Judge of Kerala High Court
- Incumbent
- Assumed office 5 November 2018
- Appointed by: President of India

Assistant Solicitor General of India
- In office 2014–2018

Personal details
- Born: 1 April 1964 (age 62) Kerala
- Citizenship: Indian
- Education: Bombay University
- Alma mater: Bombay University Government Law College, Ernakulam
- Website: High Court of Kerala

= N. Nagaresh =

Narasimha Nagaresh is an Indian judge who is presently serving as a judge of Kerala High Court, the highest court in the Indian state of Kerala and the union territory of Lakshadweep. The high court is headquartered at Ernakulam, Kochi.

==Early life and education==
Nagaresh was born on 1 April 1964 to Shri. S. Narasimha Naik, an advocate and former municipal chairman of Vaikom Municipal Council, and Smt.Lalita N Naik. He obtained a law degree from Bombay University in 1989 and was awarded the Dr. Kelkar Award for his treatise on the subject 'Transfer of Properties Act', in the year 1988. He did his post-graduation from Government Law College, Ernakulam, under Mahatma Gandhi University, Kerala. He also holds a bachelor's degree in science from the University of Kerala

==Career==
Nagaresh enrolled as an advocate on 17 December 1989 and started practice at Ernakulam in the Chambers of Senior Advocate Shri. O. V. Radhakrishnan. He commenced independent practice in 1995 and he has appeared and conducted cases involving constitutional law, administrative laws, service laws, labour laws, tax laws, excise and customs laws and other matters before the High Court as well as the Ernakulam Bench of the Central Administrative Tribunal. He has served as a central government counsel from 1998 till 2004. He was engaged as a standing counsel for various public sector undertakings like Bharat Sanchar Nigam Limited, India Tourism Finance Limited, Cochin Special Economic Zone, National Council of Applied Economic Research, Mysore Paper Mills, etc.
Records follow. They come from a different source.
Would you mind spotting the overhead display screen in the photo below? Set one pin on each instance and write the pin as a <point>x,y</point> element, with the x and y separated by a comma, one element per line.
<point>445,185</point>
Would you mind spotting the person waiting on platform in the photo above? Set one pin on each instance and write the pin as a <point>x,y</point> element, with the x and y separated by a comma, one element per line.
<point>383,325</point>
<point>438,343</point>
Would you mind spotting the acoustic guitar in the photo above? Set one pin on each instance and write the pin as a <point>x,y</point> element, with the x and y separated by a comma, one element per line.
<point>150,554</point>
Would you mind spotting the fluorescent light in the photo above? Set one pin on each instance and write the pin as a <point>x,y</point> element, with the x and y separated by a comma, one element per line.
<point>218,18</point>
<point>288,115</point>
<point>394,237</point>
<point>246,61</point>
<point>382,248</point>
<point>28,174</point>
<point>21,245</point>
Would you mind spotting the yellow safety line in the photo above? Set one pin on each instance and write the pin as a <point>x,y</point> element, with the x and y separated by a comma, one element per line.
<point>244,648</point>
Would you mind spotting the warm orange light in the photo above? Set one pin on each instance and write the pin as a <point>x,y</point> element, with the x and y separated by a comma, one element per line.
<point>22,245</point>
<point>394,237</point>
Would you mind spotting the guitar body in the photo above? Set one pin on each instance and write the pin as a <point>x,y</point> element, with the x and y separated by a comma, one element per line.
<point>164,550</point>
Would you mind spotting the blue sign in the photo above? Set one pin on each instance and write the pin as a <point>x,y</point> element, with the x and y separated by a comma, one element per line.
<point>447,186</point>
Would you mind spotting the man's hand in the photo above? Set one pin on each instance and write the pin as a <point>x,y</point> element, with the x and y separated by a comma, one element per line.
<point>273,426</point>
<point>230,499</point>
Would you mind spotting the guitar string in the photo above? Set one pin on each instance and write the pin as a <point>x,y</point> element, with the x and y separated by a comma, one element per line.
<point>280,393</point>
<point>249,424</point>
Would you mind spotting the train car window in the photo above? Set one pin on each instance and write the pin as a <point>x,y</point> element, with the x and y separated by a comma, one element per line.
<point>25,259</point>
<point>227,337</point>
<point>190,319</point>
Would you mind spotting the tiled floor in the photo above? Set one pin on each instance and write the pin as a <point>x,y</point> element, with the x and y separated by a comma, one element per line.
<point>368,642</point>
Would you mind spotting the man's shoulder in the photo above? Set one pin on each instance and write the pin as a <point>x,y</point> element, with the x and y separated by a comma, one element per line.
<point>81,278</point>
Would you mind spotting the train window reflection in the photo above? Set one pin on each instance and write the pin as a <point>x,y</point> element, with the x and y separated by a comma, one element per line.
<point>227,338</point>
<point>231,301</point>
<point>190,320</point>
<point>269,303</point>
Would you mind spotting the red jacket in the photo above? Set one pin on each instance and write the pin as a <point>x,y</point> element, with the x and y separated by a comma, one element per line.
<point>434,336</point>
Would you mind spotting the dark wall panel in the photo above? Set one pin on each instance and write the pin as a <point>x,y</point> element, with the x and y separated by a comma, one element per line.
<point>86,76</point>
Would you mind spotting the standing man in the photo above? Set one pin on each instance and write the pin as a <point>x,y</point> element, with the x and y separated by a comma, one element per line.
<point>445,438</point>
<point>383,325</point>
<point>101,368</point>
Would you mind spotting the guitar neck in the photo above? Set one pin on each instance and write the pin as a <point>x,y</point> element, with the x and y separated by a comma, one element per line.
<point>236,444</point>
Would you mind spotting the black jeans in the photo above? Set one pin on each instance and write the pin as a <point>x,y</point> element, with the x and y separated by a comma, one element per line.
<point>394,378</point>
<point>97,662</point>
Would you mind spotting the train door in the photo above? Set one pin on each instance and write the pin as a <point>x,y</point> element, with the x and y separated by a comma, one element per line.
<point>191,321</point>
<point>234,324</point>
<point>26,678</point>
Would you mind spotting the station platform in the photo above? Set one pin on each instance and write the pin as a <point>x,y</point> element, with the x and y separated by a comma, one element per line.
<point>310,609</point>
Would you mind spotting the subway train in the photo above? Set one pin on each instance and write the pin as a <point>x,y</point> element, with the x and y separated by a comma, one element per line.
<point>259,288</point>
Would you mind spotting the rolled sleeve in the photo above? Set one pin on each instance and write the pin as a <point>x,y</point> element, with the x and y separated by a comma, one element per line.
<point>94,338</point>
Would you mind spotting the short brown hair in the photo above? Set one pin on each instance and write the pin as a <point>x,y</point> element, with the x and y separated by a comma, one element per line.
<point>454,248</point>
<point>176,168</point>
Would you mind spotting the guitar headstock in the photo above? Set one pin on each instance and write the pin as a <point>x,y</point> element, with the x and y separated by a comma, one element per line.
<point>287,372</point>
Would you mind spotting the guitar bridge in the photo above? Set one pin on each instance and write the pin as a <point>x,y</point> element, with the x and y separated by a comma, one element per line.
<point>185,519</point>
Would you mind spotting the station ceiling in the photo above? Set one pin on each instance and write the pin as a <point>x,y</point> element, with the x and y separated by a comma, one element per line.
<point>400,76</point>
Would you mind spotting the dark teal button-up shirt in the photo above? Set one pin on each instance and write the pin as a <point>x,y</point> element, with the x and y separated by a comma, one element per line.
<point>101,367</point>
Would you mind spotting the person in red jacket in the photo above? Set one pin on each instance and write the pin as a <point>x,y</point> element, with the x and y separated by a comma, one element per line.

He was co-opted as a member of the Disciplinary Committee of the Bar Council of Kerala on 5 October 2008 and thereafter served as a member of the 11th Council of the Bar Council of Kerala in 2011. He served as the assistant solicitor general of India, High Court of Kerala, from 17 July 2014 to 1 November 2018. He was nominated to the General Council of the National University of Advanced Legal Studies (NUALS) in 2013. He was appointed as an additional judge of the High Court of Kerala on 5 November 2018. He was appointed as permanent judge of the High Court of Kerala with effect from 14 September 2020.

== Notable judgments ==
In Glanis vs Lazar Manjila, Nagaresh observed, "The Court has to consider the psychological hurdles that the widow will face on account of remarriage. The society is changing. The age old concept of a remarried widow cutting off all relations with the family of her ex-husband, is becoming a story of the past." and held that, while computing compensation for dependency of a widow on the death of her husband under Section 166 of the Motor Vehicles Act, her remarriage shall not be a decisive factor. He observed that the loss of dependency consequent to the death of the husband does not cease merely because the widow has remarried or became self-reliant.

While disposing a petition relating to the visibility of a party's symbol on Electronic Voting Machines (EVMs), Justice Nagaresh emphasized upon the importance of the voter being able to see the name, photograph, and symbol with clarity, which is essential for any free and fair election.

In G.Christhudas vs State of Kerala & others, Nagaresh held that "No religious community has an unbridled right to conduct pilgrimage to any place inside a Reserve Forest land. If any group of people forcibly enter any Reserve Forest Area and construct any structures unauthorisedly, such structures are liable to be removed by the Forest Authorities in accordance with law."

In a significant ruling, Nagaresh observed that the coronavirus disease (COVID-19) would fall within the ambit of "disaster" as defined under Section 2(d) of the Disaster Management Act and thus it would be open to the district authority to procure use of amenities including buildings from any authority or person even without formal requisition. In a writ petition filed by a homeopathic practitioner, Nagaresh ruled that a qualified homoeopathic physician can dispense preventive and prophylactic homoeopathic medicines for COVID-19. In Sebastian Thomas v. Secretary, Local Self Government Department, Nagaresh permitted an Indian couple stuck in Israel amid the COVID-19 pandemic to register their marriage via video conference.

In Rakhul Krishnan vs Union of India Nagaresh held that an international arrest warrant issued by itself will not suffice to arrest and extradite an accused; and that the nationals of contracting states shall not be extradited unless there is a request made by the state concerned.

In Sujith Prasad v The Reserve Bank of India and others_{,} Nagaresh referred to Section 21(3) of the Credit Information Companies (Regulation) Act, 2005 and held that updation of CIBIL score (financial credit rating) is a borrower's statutory right and therefore, credit rating agencies are legally bound to consider objections against the rating given to a debtor.